Press Release  January 30, 2020

Stunning Ming Emperor's Seat Goes on Tour

© The Trustees of the British Museum lent by kind permission of the Trustees of the Sir Percival David Foundation

Side view, large hollow blue and white porcelain garden seat, Jingdezhen, 1573–1620.

One of the largest porcelains in the Sir Percival David Collection held at the British Museum, a beautiful glazed blue and white garden seat dating from the Ming dynasty (1368–1644), is set to tour the UK in 2020. This marks the first time that the seat has been lent to an external venue in the UK, presenting a rare opportunity to view the object outside of London as part of the British Museum’s National Programmes.

Traveling to museums in Manchester, Newcastle and Exeter, a variety of programming will be on offer at each venue to coincide with the British Museum Spotlight Loan, ranging from bespoke workshops to community engagement and lectures for university students. Each venue will display A Ming Emperor’s seat in a different context, ranging from the seat’s botanical connections to other cultures from around the world, utilizing each museum’s own collections.

© The Trustees of the British Museum lent by kind permission of the Trustees of the Sir Percival David Foundation

Top view, large hollow blue and white porcelain garden seat, Jingdezhen, 1573–1620.

The garden seat was made for the court of the Wanli Emperor (r.1573–1620), one of the longest reigning of all the Ming dynasty emperors. Crafted in Jingdezhen, the porcelain capital of China for over a thousand years, the seat gives an invaluable insight into Chinese court culture. Measuring nearly half a meter high, the large hollow seat may have been moved from inside court to the surrounding gardens, reflecting the needs of court life. The object features blue dragons surrounded by clouds, waves and a flaming jewel. Dense patterns of leaves and flowers ornament the sides which are pierced with intricate rings. The use of a dragon is significant because in China, dragons are used as an auspicious motif and as a shorthand symbol for the emperor himself.
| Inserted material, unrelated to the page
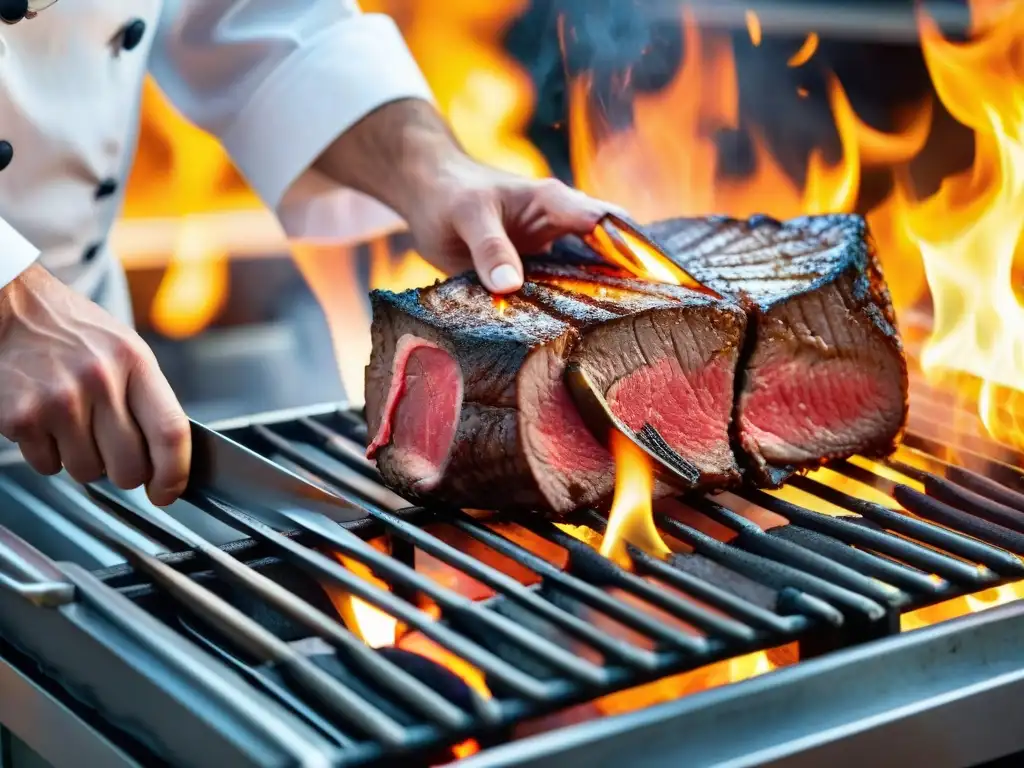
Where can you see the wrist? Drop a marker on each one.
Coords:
(396, 154)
© The Trustees of the British Museum lent by kind permission of the Trustees of the Sir Percival David Foundation

Bottom view, large hollow blue and white porcelain garden seat, Jingdezhen, 1573–1620.

The Spotlight Loan follows on from the tenth anniversary of the arrival on long-term loan of the Sir Percival David Collection at the British Museum. During this ten-year period, the Spotlight Loan is only the second time that an object has been lent from the Sir Percival David Collection, following a loan of one of the ‘David’ vases to the Shanghai Museum in 2012. One of the foremost assemblages of Chinese ceramics in the world, the Collection comprises some 1,700 objects, primarily ceramics dating from the Song, Yuan, Ming and Qing dynasties, spanning a thousand years. The businessman and philanthropist, Sir Percival David (1892–1964) built up this extraordinary collection between 1914 and 1960, and was eager for his love of Chinese ceramics to be shared with a broad audience.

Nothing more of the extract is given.